After years of unregulated parking on the dirt lot at 11th Street and Montgomery Avenue, students and faculty will have to look elsewhere for free parking.
The lot, previously unowned by the university, was recently acquired by Temple with help from the Philadelphia Redevelopment Authority, Hillel Hoffmann, assistant director of news communications, said.
Hoffmann said that the lot is one of 40 different parcels of land that Temple has been trying to acquire for a number of years.
Students and faculty who drive to Main Campus found the lot barricaded off at the beginning of the fall semester.
The lot was closed for use in August and is being prepped for the construction of a new parking garage. Construction is due to start in the middle of October.
University Architect Margaret Carney said the new parking garage will feature landscaping and retail space along Berks Street.
“The big picture is that this is a parking garage, so obviously the real intent of it was to park cars and ideally to park student or staff cars, or cars of people who have been parking on the dirt lot without having to pay for parking all these years,” Carney said.
Carney added that the garage will be able to house vehicles at a higher capacity than the dirt lot.
“The same square footage of the site is going to be able to accommodate three times as many cars as could park on that lot before,” Carney said. “So that means that’s that many more cars that we can hopefully get out of the neighborhoods.”
Carney said the four-story garage will house 1,116 parking spaces and will have exits on both sides of the building, allowing people to exit from either Berks Street or Montgomery Avenue.
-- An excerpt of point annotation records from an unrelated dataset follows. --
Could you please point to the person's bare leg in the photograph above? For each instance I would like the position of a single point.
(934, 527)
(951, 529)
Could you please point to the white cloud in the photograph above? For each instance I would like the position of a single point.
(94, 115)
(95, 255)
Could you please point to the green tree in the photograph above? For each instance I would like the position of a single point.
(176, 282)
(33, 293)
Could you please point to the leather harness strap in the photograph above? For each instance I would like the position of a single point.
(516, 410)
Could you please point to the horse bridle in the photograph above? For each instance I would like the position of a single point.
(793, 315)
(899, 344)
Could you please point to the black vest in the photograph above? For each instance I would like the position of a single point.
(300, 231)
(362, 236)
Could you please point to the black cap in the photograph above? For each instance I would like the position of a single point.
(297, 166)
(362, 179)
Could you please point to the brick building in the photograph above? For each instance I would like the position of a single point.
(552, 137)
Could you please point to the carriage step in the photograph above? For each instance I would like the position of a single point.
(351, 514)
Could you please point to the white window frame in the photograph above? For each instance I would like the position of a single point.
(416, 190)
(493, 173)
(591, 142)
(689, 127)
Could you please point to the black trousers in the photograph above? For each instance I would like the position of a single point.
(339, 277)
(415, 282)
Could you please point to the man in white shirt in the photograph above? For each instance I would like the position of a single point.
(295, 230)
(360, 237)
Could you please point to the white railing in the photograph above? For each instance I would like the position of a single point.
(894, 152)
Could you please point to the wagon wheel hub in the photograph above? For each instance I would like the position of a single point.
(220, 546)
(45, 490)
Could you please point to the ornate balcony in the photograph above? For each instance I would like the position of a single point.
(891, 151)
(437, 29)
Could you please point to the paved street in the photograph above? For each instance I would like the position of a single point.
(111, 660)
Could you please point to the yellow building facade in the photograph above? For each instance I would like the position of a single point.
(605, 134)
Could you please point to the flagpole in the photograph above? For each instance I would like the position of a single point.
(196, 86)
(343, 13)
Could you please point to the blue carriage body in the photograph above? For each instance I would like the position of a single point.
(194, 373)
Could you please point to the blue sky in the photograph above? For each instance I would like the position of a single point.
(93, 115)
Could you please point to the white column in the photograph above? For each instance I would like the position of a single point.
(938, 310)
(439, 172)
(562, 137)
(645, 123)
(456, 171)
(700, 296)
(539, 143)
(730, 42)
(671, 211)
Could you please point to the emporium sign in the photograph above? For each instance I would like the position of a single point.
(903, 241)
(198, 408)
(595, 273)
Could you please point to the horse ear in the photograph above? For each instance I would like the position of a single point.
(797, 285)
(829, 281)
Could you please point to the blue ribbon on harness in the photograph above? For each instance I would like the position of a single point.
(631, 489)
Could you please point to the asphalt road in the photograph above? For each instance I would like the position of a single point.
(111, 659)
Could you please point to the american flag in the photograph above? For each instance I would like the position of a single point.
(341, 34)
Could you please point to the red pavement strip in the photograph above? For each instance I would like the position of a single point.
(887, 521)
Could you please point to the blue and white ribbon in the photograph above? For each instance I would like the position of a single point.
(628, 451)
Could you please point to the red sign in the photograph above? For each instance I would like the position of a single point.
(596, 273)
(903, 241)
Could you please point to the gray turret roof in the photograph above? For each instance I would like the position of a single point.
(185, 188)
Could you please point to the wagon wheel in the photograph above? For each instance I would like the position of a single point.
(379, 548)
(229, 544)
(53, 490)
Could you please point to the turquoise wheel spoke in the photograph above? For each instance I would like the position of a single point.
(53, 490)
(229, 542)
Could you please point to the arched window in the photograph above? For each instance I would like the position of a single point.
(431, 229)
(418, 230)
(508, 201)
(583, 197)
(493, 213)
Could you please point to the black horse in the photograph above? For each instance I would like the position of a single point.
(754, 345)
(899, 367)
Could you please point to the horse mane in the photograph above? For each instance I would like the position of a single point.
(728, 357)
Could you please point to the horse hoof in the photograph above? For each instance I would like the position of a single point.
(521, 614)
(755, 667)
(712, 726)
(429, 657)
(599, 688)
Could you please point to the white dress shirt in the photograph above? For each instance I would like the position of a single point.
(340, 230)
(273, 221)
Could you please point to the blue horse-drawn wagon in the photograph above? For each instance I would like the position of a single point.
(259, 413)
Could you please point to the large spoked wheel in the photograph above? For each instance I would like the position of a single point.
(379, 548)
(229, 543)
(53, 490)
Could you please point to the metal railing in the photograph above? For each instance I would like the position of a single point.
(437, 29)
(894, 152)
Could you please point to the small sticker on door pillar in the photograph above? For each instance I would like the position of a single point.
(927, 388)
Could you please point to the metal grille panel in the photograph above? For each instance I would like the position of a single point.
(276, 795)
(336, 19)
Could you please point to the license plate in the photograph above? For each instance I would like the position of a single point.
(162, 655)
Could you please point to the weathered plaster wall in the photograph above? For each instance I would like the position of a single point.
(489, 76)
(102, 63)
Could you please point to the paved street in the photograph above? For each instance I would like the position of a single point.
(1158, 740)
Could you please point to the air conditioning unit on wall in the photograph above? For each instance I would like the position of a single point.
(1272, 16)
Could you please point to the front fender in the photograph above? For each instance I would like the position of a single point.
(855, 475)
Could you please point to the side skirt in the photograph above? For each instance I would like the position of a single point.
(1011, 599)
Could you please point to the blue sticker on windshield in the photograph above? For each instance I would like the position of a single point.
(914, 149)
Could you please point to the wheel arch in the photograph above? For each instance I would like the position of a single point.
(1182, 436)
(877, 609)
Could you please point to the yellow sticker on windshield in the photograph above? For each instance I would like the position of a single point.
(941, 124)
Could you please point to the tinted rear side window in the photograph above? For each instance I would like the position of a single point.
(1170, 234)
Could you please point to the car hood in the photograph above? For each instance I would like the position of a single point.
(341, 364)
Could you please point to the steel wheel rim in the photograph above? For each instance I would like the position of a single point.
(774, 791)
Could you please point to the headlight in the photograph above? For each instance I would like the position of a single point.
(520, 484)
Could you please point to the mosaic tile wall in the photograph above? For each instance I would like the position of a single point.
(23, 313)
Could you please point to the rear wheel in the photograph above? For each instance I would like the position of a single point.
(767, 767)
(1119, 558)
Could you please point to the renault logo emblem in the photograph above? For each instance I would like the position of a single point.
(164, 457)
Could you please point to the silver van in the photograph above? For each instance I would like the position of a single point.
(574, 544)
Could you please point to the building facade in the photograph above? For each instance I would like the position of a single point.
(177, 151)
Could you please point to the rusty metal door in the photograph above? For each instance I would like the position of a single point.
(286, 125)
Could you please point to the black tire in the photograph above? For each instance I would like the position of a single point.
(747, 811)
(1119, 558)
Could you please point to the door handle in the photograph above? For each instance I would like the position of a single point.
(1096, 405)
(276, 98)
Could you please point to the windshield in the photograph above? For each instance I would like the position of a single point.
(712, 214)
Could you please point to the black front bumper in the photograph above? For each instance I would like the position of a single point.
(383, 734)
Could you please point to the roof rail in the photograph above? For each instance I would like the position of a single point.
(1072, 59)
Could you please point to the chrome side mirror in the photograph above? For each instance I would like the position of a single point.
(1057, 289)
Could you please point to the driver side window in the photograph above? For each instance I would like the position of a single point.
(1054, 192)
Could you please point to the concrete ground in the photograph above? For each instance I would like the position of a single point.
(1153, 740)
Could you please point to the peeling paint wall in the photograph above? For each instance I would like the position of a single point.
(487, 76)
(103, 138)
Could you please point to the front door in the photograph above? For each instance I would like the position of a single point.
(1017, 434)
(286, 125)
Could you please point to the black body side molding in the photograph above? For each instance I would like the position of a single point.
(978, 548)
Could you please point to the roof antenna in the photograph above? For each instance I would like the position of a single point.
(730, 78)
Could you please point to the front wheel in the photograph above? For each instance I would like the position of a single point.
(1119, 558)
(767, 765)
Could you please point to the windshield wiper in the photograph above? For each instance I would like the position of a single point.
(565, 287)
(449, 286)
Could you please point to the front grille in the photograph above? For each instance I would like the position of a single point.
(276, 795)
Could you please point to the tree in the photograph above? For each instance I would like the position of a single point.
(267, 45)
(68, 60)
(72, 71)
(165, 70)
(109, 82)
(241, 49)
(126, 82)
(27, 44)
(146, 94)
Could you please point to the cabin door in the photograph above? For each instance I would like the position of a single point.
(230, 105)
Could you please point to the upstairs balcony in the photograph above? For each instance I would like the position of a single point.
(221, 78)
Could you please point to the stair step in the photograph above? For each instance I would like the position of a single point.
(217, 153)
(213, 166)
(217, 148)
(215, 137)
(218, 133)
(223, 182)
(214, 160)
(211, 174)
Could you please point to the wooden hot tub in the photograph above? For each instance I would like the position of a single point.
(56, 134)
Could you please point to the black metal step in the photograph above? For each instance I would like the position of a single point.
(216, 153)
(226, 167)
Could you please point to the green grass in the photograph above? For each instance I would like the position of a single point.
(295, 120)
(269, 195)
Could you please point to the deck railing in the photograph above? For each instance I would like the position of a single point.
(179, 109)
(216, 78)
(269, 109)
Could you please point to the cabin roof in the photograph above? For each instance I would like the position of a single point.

There are plans to add retail space within the garage, which has the room to house either one large shop or two smaller ones, Carney said. There will also be a large area of “green” space that will sit back off of Berks Street.
The project will cost approximately $22.5 million, according to the Facilities Management website.
Carney said that construction should be complete approximately 16 months after it begins this October.
The dirt lot has long been hailed for its convenience, but has also been a center of controversy due to its lack of regulation and security, which can be found in Temple-owned lots.
“It was both [convenient and inconvenient],” said Maurizio Giammarco, an intellectual heritage professor. “It was unregulated, so depending on the time of day that you came to campus and went to park there, sometimes there would be spaces available, other times there wouldn’t be, so in that sense it was very unpredictable.”
Giammarco added that its unpredictability led people to feel weary about parking in the lot.
“You had to be really careful because there would be floods, there would be piles of dirt and spills of other kinds,” Giammarco said. “I think [the garage] will be cleaner, less wear and tear on the cars and less frustration for the drivers. I also think it will be safer, too.”
“I just think it will be much more convenient for all involved, not just the student body and faculty, but even for the staff, the people who have to work on campus,” Giammarco added.